Back in my room, I was tempted to return to bed, but I knew several hours later, I’d be hungry and bored. I went to the Médiathèque, the library of the Irish Cultural Center, to do a bit of research. The “book” will include a discussion of my Irish grandmother’s immigration experience. She lived in the center of Ireland from 1893 to 1906. Uncovering primary sources about life in rural Ireland has proven difficult. I found three books all written by men but at least they cover the right period.
Then, I took myself off to the Champo cinema where I’ve been going since I was 21.
Tonight was Jean Renoir’s The Southerner with Randolph Scott. I needed an English speaking film. I didn’t have the stamina to try understanding French for two hours. In 1946, the film won the Oscar for best director and was shown at the Venice Biennale. Why I asked myself. The characters are stereotypes of poor farmers, almost caricatures, the acting is often wooden or over the top especially Beulah Bondi who plays the grandmother, and the cinematography is forgetful. Some mise-en-scenes seemed directly copied from the film Grapes of Wrath. And by God when I left the theatre, it was raining again. This time, no umbrella.
Like a bad penny, I returned to La Méthode for dinner. I ordered dessert realizing too late, it was unnecessary. With my coffee came a small piece of cake, comme d’habitude. In France, a small sweet often accompanies an order of coffee. I returned home to some reading and the jet lag reversed on me. I was up most of the night. Not one bit tired until the next morning.
Tuesday February 18
I continued to write about not writing as I‘ve been doing, then, spent the afternoon with yet another nap. And like yesterday, I forced myself to get out. This time to Luxembourg 3 off Boulevard Saint Michel for Tu Mourras a 20 Ans, You Will Be Dead When You Are 20. Using my limited French, I bought a ticket and asked in which “salle” (room) the film was being shown. Still no one attempts English with me. Is it because there are so few tourists?
The film is Sudanese, so it was subtitled in French. I understood most of what I read except when the sous-titres passed by too quickly. The film follows a young man coming of age in a small Sudanese village while living alone with his mother. It reminded me of Satyajit Ray’s 1956 film, Aparajito, in its pace, cinematography, it’s focus on a mother, even the emphasis on doors, physically and metaphorically. Quite beautiful and moving.
Where to have diner.

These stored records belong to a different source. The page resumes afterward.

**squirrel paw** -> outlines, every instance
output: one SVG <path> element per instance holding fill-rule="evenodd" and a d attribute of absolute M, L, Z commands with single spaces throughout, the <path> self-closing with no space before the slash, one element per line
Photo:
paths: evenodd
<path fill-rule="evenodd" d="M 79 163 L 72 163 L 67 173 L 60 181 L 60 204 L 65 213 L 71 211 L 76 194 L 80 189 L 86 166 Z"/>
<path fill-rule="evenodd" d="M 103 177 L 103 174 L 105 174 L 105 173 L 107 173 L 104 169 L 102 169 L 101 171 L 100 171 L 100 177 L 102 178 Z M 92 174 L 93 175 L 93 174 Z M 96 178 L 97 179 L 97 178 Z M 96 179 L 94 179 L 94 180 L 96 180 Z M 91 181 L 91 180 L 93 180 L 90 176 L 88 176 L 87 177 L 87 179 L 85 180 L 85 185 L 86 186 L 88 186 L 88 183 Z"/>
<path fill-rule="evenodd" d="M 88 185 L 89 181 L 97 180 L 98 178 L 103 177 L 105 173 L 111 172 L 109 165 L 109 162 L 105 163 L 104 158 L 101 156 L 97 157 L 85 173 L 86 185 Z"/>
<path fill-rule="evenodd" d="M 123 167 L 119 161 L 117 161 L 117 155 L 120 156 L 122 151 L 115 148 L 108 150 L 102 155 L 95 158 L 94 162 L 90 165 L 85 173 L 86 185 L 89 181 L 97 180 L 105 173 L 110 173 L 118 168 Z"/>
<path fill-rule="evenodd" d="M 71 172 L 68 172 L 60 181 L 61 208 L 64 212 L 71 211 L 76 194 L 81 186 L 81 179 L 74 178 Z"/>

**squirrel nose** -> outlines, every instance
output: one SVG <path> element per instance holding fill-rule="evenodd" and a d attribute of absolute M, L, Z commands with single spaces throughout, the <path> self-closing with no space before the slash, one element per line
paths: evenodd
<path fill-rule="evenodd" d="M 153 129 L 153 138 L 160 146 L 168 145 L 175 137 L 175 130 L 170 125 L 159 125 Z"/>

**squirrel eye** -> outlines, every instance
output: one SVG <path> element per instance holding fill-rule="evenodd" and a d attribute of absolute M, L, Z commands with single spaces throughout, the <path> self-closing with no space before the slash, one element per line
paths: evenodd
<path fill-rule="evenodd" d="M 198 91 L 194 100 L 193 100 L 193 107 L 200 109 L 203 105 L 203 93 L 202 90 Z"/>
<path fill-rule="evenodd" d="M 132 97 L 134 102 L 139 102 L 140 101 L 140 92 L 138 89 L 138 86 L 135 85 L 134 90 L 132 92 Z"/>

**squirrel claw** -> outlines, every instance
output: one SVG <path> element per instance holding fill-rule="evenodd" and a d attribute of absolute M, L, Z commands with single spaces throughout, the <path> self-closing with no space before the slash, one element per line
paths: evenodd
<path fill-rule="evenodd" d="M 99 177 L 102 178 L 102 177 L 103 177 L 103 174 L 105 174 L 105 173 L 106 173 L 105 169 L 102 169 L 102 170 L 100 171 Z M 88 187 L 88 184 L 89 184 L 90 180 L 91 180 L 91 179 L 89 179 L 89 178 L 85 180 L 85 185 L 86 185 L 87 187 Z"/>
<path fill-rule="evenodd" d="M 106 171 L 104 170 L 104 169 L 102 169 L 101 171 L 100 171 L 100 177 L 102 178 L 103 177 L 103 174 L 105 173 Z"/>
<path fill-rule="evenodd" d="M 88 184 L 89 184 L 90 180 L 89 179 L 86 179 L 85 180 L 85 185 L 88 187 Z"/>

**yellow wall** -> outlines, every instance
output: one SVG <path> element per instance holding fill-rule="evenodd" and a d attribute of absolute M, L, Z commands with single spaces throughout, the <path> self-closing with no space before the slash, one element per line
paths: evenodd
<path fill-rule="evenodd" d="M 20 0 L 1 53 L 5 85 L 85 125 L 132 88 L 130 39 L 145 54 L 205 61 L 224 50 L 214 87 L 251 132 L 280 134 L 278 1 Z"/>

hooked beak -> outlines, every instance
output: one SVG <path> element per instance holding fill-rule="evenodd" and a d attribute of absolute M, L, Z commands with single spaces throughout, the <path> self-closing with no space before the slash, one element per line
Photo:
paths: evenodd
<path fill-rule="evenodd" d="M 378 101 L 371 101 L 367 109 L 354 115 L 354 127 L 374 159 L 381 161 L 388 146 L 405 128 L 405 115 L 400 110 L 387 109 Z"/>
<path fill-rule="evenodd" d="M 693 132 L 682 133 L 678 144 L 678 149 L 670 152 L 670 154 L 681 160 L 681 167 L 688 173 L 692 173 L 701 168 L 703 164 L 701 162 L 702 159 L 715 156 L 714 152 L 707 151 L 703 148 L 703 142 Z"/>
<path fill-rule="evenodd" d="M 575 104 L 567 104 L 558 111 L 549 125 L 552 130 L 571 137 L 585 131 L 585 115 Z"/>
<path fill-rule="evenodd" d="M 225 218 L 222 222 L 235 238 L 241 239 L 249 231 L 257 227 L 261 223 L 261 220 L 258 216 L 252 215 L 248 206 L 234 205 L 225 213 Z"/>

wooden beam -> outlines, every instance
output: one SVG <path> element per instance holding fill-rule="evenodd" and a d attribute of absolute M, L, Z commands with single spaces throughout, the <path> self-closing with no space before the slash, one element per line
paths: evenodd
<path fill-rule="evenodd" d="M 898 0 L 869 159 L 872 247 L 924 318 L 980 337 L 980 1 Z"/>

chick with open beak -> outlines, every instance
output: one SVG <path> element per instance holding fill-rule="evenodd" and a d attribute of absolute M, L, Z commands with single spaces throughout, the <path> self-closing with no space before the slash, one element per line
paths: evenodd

Should I continue my “residence” at La Méthode? I could walk over to my old neighborhood, Odeon, and eat at the highly rated Le Comptoir. Yet, for all it’s casualness, it seems full of itself. Aux Délices du Liban, a Lebanese restaurant, around the corner from the Irish Cultural Center, seemed a good choice. It was closed, so I walked down Rue Mouffetard to La Crete, a Greek restaurant, and enjoyed a lamb and pasta dish redolent with cinnamon. I considered dessert. The waiter and I discussed the absence of loukimades, so I settled on a coffee.